“4:30 P.M., TUESDAY, AUGUST 14, 1945.” So began associate editor Anne Stern’s article in the August 17 California Daily Bruin, noting the exact time when UCLA’s air-raid siren sounded the “all-clear” signal, indicating the end of World War II.
“Late campus habituees [sic] came pouring out of the library, labs, late classes,” Stern wrote. Celebrations erupted across campus, almost four years after the United States had declared war on Japan following its attack on Pearl Harbor.
When the U.S. entered World War II in December 1941, so did UCLA. Many male students — and some female — left to serve in the military, to be eventually replaced by new “students”: defense industry workers and others eager to improve their skills or gain new ones in UCLA’s Engineering, Science and Management War Training program. Bruins still in school sold war bonds, planted victory gardens and organized blood drives. For them, men in military uniforms were a familiar sight, training around campus, chowing down in “Kerckhoff Mess” and bunking in converted fraternity houses.
While the campus was on high alert — with enough food for 50,000 people reportedly stashed under the Arroyo Bridge, in case of attack — the university’s most clandestine wartime activity took place in downtown Los Angeles, in the UCLA Extension building. Codenamed Project 36, the top-secret operation involved UCLA in the development of the first atomic bomb. While scientists toiled in a laboratory in Los Alamos, N.M., under a government contract with the University of California, UCLA’s task was to purchase and deliver the equipment and materials necessary for the success of the Manhattan Project — from rats to 10-ton trucks to meteorological balloons.

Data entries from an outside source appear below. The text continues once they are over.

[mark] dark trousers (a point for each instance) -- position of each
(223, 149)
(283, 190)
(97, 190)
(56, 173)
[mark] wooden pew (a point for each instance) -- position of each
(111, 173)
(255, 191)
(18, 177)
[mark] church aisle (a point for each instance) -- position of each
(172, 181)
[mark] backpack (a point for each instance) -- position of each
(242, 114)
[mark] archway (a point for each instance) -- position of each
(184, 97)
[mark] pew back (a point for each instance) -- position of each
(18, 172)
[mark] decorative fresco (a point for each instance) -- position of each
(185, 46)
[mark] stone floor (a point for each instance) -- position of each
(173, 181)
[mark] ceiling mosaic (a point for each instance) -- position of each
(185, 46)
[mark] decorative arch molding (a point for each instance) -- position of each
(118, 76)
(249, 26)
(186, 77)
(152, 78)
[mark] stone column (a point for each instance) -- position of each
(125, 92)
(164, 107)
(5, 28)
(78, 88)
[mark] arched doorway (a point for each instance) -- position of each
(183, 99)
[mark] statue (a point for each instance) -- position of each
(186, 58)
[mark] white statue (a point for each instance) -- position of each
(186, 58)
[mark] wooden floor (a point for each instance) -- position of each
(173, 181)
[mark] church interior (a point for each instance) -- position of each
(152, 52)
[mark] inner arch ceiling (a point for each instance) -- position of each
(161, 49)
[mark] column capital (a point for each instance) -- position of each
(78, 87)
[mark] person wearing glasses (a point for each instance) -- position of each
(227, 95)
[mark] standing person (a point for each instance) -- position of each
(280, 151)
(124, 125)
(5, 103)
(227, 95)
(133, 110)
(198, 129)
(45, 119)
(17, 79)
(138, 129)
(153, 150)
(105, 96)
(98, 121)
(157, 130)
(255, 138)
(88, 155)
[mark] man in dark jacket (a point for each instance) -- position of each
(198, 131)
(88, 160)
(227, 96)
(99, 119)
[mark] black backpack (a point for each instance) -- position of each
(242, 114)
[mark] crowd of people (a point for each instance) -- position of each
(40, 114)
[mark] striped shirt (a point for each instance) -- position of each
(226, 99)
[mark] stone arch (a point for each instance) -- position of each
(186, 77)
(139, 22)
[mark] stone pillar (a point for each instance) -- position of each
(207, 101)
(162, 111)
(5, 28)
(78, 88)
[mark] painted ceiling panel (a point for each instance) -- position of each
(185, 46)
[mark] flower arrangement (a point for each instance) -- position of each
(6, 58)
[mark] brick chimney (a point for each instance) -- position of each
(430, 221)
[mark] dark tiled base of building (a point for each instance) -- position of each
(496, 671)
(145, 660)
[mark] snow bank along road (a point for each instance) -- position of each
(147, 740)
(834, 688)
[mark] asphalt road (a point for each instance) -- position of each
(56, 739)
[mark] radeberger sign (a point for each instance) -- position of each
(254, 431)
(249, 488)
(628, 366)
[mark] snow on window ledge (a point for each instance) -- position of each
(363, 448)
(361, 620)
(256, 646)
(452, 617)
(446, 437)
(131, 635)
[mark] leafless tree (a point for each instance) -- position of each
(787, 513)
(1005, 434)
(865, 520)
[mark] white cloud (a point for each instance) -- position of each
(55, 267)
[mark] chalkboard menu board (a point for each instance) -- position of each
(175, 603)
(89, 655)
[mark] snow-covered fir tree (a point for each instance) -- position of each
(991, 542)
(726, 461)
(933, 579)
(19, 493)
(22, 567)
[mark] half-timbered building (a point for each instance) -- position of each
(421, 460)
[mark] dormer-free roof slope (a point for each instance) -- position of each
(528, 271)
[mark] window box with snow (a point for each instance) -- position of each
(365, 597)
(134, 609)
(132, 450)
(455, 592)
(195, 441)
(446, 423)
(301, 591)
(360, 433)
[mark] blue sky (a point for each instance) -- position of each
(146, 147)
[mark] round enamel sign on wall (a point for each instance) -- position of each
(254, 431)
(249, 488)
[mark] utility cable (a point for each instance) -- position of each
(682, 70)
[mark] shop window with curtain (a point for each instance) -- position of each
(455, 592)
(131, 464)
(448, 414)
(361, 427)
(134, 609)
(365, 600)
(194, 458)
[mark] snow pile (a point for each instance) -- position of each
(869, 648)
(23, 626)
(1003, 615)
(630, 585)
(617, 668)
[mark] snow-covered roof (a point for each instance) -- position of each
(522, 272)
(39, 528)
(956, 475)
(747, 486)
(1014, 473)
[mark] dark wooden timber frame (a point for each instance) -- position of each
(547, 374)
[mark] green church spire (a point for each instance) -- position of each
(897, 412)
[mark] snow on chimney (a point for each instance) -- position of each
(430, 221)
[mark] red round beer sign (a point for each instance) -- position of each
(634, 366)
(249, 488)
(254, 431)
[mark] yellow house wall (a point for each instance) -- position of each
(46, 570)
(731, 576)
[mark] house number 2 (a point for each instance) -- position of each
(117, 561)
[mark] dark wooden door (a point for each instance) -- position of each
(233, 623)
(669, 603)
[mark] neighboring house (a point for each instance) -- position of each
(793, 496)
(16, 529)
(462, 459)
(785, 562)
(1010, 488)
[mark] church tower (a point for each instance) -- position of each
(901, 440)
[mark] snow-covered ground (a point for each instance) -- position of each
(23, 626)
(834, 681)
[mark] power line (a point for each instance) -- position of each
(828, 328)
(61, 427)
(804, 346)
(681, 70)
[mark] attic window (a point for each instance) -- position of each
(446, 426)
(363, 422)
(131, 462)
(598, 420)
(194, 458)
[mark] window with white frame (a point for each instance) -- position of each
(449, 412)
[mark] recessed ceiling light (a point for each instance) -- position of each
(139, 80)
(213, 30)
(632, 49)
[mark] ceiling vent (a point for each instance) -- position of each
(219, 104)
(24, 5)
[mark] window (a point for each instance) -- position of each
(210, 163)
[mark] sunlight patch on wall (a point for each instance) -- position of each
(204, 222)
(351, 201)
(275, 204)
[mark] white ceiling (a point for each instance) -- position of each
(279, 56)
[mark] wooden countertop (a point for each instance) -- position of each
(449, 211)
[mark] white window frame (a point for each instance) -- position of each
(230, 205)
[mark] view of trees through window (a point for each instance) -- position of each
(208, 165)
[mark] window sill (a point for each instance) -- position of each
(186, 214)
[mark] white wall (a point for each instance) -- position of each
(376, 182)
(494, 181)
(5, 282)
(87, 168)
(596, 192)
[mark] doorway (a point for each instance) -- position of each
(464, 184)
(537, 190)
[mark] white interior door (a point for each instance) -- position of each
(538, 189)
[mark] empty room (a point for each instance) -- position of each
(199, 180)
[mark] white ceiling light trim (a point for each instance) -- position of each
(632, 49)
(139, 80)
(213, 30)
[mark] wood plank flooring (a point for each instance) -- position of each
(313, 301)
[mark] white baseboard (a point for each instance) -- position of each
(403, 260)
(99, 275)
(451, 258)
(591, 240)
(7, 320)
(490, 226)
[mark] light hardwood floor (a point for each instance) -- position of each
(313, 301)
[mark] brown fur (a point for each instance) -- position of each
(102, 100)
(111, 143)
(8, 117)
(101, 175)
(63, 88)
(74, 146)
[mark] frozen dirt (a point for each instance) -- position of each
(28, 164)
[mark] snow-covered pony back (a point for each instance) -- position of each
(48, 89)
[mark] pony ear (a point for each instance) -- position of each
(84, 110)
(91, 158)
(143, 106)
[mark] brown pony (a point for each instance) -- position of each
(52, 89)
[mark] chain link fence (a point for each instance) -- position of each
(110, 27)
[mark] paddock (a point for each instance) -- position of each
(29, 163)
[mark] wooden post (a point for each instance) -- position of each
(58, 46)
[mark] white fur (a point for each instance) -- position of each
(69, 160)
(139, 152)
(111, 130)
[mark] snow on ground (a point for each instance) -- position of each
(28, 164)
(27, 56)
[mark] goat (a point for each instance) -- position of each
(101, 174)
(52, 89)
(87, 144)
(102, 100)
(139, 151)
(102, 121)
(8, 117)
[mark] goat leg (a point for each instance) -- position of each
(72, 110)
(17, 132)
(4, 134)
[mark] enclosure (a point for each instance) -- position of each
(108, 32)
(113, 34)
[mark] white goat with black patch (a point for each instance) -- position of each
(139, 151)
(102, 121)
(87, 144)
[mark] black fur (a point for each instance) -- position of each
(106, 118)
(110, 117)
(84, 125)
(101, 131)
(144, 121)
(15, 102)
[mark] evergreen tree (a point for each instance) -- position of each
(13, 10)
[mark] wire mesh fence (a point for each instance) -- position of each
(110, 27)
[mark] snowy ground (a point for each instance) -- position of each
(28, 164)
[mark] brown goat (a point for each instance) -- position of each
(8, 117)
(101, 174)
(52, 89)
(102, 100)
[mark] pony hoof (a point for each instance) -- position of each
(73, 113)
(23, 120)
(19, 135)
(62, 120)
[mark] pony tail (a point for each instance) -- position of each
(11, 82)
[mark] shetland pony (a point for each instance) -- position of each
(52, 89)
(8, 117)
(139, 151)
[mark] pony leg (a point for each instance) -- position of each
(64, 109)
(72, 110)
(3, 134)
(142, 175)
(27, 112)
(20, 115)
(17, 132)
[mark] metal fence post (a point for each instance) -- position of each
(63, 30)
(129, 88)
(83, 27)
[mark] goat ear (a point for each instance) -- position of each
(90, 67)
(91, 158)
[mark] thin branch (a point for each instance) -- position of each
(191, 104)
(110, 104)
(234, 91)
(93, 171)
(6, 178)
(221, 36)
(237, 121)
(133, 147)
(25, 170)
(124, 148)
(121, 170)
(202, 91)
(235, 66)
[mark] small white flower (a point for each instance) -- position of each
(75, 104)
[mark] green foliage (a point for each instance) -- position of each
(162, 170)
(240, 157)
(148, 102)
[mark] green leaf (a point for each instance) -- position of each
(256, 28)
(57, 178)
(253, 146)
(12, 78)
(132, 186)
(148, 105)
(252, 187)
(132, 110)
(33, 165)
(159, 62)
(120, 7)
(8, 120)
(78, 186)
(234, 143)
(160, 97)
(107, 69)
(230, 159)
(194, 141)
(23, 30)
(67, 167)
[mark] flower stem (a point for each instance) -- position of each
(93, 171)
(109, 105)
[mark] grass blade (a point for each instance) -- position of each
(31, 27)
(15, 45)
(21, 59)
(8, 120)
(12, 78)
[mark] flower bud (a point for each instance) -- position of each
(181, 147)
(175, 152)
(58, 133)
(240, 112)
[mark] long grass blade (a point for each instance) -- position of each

Suppliers often questioned the university’s unusual orders, and UCLA purchasing agents took items such as typewriters and microscopes from campus labs, unaware of how their acquisitions would be used.
Faculty members also assisted in the war effort. Some supervised training programs for the military personnel on campus; others took extended leaves to work for the government, research laboratories or the armed forces. A key contributor to the U.S. defense effort was Physics Professor Vern O. Knudsen, an expert in acoustics. At the U.S. Navy Radio and Sound Laboratory in San Diego, he conducted classified research on underwater sound, which led to the development of an acoustic torpedo that could track the sound of submarine propellers — a major breakthrough in the war against German U-boats.
By the war’s end, several thousand UCLA students and alumni had served on the front lines. Among them was Hitoshi “Moe” Yonemura, a popular yell leader and student body officer, who, like others of Japanese descent, was sent to an internment camp in 1942. Eventually, he transferred to the U.S. Army’s Japanese-American 442nd Regimental Combat Team and was killed in Italy in April 1945.
Thanks to the wartime contributions of UCLA students, faculty and staff — and others like them — Anne Stern and other Bruins finally had reason to celebrate on that August day 70 years ago.